Commit to these six steps to repair and anchor a healthy workplace culture:
Step 1: Clarify Mission, Values, and Vision
When everyone agrees on the “what,” the “how,” and the “where,” you gain a checklist with which you can filter all future words and actions. Without this consensus, anything goes. Get clear about norms, roles, rules, and boundaries.
Step 2: Endorse Respectful Difference of Opinion
The richness of difference should be built into the norms. If everyone agrees to act like mature and responsible adults, constructive conflict has the potential to fuel exciting growth.
Step 3: Embrace Shared Accountability
Even if some members of the team can self-police their words and actions, a referee is often needed to remind those who slip that we all agreed to a respectful set of norms.
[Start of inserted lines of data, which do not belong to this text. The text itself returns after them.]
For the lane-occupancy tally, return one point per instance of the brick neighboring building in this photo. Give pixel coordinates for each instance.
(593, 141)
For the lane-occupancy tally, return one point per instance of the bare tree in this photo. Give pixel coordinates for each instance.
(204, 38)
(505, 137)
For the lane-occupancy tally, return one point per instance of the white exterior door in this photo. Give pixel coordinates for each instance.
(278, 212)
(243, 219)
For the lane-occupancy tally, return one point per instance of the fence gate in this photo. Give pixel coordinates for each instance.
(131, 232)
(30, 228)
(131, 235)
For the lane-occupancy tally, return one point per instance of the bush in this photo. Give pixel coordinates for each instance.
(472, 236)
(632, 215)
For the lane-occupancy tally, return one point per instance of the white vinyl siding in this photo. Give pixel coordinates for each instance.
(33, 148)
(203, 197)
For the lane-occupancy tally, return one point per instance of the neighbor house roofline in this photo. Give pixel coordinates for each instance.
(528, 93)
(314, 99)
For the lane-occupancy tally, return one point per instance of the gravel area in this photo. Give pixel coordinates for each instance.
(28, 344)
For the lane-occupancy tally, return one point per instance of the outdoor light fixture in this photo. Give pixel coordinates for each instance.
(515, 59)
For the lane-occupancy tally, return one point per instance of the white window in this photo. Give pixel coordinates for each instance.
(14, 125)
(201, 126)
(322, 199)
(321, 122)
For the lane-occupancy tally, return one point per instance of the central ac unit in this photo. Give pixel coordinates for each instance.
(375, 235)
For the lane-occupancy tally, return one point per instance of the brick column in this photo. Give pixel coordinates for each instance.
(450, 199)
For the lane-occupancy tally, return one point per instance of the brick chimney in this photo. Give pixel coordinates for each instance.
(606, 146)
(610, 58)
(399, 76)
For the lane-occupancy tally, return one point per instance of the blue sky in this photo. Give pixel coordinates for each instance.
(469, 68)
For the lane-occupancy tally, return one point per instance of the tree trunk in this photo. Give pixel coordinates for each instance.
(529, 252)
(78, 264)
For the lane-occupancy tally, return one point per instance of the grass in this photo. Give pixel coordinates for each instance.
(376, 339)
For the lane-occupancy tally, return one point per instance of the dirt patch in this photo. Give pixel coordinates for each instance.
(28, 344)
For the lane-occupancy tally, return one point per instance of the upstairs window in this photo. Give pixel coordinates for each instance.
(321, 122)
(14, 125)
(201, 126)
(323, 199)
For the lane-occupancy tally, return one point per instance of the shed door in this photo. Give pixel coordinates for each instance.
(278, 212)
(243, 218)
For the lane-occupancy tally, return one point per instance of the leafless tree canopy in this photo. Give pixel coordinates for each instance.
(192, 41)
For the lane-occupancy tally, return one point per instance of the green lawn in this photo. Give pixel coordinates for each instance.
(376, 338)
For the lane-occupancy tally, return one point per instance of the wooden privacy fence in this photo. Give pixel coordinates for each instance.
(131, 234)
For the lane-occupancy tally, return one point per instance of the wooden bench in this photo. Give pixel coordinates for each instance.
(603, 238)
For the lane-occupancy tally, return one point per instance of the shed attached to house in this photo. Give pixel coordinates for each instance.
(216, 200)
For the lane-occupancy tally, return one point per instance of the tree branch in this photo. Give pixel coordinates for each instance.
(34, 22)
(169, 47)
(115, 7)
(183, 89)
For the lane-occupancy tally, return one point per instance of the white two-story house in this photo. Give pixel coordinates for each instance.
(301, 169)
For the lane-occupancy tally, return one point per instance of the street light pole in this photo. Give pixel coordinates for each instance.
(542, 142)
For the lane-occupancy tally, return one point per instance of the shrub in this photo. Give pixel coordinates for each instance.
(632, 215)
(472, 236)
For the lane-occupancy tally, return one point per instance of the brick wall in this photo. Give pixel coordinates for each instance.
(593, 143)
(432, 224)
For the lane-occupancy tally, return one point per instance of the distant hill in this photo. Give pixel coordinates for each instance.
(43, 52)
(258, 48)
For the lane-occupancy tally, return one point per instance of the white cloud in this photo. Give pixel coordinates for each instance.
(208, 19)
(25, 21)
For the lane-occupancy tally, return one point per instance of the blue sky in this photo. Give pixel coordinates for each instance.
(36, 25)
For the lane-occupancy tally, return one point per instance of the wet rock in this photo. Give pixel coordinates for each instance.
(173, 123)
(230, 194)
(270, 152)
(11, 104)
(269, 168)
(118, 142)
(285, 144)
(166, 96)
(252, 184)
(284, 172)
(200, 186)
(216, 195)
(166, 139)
Call yourself out when you say or do something that hurts the culture. Call your teammates out when you see it in others. Whether by accident or intent, ignoring regression sanctions the return to previous broken ways.
Step 4: Practice New Behaviors Collaboratively
Every time a collaboration that models agreed upon values takes place, a new root is sent down to anchor the organization. While initial efforts might begin awkwardly, repetition eventually makes respectful interchange normal.
Step 5: Celebrate Evidence of Change
Tell stories of success. Begin each staff meeting with a moment for mission. Describe an exchange with a coworker or client that illuminates the organization’s mission, values, and vision. Make it real by recognizing what has changed and rewarding courageous behavior.
Step 6: Adapt for Continuous Improvement
Avoid complacency. Improvement never means a job is complete. All relationships, teams, and organizations cycle through phases of growth. The successful elevation of a workplace culture creates a platform for the next level. Go from good to great. Move from great to greater. The cycle only ends when the team chooses to stop adapting.
What you tolerate you sanction. The words on the mission statement only have meaning if the actions of all teammates are aligned. Every workplace has a few disengaged employees. Don’t give them the power to define the culture.